Carl A. Raymond (1876–1963) was an American government official who served as budget commissioner of Massachusetts from 1928 to 1940 and mayor of Melrose, Massachusetts, from 1941 to 1947.

==Early career==
Raymond was born in Westminster, Massachusetts, in 1876. His father, Hobart Raymond, was a member of the Massachusetts House of Representatives in the 1893 Massachusetts legislature. In 1894, Raymond became page in the House of Representatives. Three years later he was appointed as the House's second assistant clerk.

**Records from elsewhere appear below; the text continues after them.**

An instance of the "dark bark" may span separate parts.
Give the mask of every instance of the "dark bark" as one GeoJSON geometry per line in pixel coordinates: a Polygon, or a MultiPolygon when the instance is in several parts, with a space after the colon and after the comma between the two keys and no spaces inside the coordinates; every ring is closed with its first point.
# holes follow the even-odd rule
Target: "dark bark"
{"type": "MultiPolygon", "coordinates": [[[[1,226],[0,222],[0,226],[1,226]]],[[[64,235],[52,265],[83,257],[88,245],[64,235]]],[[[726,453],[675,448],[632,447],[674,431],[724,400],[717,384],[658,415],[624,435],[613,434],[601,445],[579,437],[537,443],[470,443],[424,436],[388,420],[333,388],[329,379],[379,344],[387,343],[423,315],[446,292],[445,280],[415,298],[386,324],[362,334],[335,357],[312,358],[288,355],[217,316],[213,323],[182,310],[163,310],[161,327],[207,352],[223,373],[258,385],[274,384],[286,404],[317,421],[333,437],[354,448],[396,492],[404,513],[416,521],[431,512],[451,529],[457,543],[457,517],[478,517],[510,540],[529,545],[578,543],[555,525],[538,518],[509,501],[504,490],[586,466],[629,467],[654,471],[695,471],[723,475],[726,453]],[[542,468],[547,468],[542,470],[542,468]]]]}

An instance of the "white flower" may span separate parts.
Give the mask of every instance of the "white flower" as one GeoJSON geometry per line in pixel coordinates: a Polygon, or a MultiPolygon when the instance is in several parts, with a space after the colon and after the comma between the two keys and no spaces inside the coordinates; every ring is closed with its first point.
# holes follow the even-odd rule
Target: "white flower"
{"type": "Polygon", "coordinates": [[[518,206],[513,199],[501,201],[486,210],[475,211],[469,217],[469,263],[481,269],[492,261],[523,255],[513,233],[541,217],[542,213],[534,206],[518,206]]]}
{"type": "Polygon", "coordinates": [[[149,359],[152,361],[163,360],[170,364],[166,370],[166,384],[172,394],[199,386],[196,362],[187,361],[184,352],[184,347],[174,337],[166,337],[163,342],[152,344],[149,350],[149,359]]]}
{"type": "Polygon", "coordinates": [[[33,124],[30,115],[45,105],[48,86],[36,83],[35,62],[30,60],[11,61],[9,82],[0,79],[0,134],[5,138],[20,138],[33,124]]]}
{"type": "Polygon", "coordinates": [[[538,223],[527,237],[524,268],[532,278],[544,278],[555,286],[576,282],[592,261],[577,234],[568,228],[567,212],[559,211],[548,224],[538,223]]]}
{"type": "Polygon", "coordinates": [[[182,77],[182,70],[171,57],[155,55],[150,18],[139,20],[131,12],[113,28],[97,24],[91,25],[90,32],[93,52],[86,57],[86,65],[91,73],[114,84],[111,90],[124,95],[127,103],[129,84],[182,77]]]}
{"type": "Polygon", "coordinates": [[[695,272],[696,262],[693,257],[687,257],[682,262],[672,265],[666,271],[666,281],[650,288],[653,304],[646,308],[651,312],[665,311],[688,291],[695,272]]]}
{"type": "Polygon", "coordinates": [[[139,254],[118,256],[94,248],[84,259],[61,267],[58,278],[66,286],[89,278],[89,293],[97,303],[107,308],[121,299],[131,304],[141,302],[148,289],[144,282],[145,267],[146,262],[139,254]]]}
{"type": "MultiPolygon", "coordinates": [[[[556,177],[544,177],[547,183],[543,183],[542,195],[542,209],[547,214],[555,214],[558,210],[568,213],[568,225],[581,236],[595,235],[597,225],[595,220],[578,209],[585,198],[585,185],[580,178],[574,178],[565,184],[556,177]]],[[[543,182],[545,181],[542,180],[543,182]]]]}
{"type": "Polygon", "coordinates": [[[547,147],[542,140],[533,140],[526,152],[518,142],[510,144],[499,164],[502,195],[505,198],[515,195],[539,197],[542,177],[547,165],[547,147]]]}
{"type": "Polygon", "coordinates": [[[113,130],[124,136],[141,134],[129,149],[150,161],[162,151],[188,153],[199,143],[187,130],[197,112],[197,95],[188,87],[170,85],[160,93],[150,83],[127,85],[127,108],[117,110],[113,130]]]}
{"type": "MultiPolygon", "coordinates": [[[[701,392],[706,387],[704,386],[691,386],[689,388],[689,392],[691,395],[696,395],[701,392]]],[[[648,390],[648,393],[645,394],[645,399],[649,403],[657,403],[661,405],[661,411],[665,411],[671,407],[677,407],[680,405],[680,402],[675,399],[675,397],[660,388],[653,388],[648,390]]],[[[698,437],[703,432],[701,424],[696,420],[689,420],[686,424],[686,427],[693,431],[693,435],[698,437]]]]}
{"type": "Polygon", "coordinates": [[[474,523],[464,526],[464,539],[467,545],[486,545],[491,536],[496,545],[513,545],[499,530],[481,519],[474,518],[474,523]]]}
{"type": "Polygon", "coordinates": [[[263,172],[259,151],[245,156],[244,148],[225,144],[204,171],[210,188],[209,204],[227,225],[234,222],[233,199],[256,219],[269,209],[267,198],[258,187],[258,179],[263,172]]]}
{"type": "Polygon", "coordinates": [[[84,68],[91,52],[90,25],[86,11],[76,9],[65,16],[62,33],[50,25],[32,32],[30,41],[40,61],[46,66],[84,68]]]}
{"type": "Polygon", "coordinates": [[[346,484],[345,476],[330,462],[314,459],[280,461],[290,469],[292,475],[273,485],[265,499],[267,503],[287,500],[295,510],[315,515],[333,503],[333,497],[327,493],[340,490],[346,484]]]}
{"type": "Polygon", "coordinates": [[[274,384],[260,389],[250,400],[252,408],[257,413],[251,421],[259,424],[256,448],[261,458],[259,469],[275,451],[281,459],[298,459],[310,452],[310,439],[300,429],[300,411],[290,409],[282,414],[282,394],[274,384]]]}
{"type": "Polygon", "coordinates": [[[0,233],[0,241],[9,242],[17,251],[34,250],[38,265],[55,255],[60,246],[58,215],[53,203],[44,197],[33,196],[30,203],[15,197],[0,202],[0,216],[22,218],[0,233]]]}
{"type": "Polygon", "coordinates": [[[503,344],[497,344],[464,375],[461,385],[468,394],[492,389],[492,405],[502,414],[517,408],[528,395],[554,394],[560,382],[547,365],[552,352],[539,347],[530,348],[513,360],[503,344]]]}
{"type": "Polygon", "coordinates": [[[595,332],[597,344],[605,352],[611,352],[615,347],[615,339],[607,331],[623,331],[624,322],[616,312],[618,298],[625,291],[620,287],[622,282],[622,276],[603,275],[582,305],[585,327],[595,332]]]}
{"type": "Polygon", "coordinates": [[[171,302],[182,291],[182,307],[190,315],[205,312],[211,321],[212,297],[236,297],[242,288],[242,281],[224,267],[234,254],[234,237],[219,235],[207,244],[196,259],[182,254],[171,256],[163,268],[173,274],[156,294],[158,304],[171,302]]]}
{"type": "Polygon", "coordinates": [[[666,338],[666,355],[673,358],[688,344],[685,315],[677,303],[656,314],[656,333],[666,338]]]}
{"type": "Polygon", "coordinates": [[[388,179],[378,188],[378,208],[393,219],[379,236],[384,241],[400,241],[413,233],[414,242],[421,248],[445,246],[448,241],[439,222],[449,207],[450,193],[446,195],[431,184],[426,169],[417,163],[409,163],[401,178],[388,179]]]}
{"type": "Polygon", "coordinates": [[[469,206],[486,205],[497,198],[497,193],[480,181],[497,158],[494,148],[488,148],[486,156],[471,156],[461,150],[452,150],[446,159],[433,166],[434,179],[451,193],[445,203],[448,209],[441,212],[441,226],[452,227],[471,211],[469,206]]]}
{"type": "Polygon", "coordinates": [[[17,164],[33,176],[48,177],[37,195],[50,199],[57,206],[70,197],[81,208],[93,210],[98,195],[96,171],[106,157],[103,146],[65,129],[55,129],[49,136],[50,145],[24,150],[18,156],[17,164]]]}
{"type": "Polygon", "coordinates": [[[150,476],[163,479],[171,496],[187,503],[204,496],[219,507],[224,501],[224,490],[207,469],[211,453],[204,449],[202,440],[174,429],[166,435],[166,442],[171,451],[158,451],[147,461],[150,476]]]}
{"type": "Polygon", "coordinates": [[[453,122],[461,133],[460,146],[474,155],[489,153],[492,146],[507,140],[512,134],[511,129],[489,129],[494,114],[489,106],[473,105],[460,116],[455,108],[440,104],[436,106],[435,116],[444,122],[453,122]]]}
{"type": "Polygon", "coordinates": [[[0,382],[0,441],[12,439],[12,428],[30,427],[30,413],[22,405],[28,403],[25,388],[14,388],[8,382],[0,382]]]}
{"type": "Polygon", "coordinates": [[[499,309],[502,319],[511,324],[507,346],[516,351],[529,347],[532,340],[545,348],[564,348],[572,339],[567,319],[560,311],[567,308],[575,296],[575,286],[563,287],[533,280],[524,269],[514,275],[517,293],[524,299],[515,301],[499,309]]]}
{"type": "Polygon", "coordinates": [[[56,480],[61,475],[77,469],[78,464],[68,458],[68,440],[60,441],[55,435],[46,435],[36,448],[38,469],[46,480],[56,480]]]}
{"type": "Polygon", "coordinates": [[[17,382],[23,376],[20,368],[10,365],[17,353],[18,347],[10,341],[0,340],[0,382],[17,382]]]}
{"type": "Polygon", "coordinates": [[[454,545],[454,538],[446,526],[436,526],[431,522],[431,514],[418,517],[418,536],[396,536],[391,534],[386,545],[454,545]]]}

He also spent a dozen summers as an employee of the Massachusetts Highway Commission, starting as a rodman and rising to the position of resident engineer. During the Spanish–American War, Raymond served in the United States Volunteer Corps of Engineers.

==Deputy auditor==
In 1912, Raymond was appointed second deputy state auditor. He was seen as the eventual successor to first deputy William D. Hawley, who was the chief advisor to the House and Senate committees on Ways and Means. He began to relieve Hawley of some of his duties and in 1917 took over his role on an acting basis when Hawley was incapacitated by illness. Due to Raymond's increased responsibilities, the state legislature sought to make Raymond's tenure nearly permanent, which went against the wishes Massachusetts State Auditor Alonzo B. Cook. The House of Representatives passed a bill that increased Raymond's salary and made his tenure of office dependent on the Governor of Massachusetts and the Massachusetts Governor's Council, not the auditor. Before the bill could be voted on by the Massachusetts Senate, Cook fired Raymond for going over his head to the legislature.

==Budget commissioner==
Following Raymond's dismissal, commissioner of administration Charles E. Burbank nominated him for the position of deputy commissioner. In 1922, the department of administration was replaced by the department of administration and finance. Raymond served as the state's assistant budget commissioner until 1928, when the roles of commission chairman and budget commissioner were separated and Raymond was promoted to budget commissioner. In this role, Raymond oversaw the budget of every state department and had the ability to cut any expenditures he believed were unnecessary, which resulted in many new positions, projects, and buildings being canceled. Raymond retired as budget commissioner in 1940.

==Mayor of Melrose==
Raymond served as mayor of Melrose, Massachusetts from 1941 to 1947. He continued the pay as you go policy adopted by his predecessor, Robert A. Perkins, and in 1948, due in large part to contributions made by Raymond, Melrose became the first debt-free municipality in Massachusetts. In 1947, Governor Robert F. Bradford appointed Raymond to chair a commission tasked with studying fiscal relations between the state and municipalities and to look into potential sources of revenue. Raymond died on March 8, 1963, at the age of 86.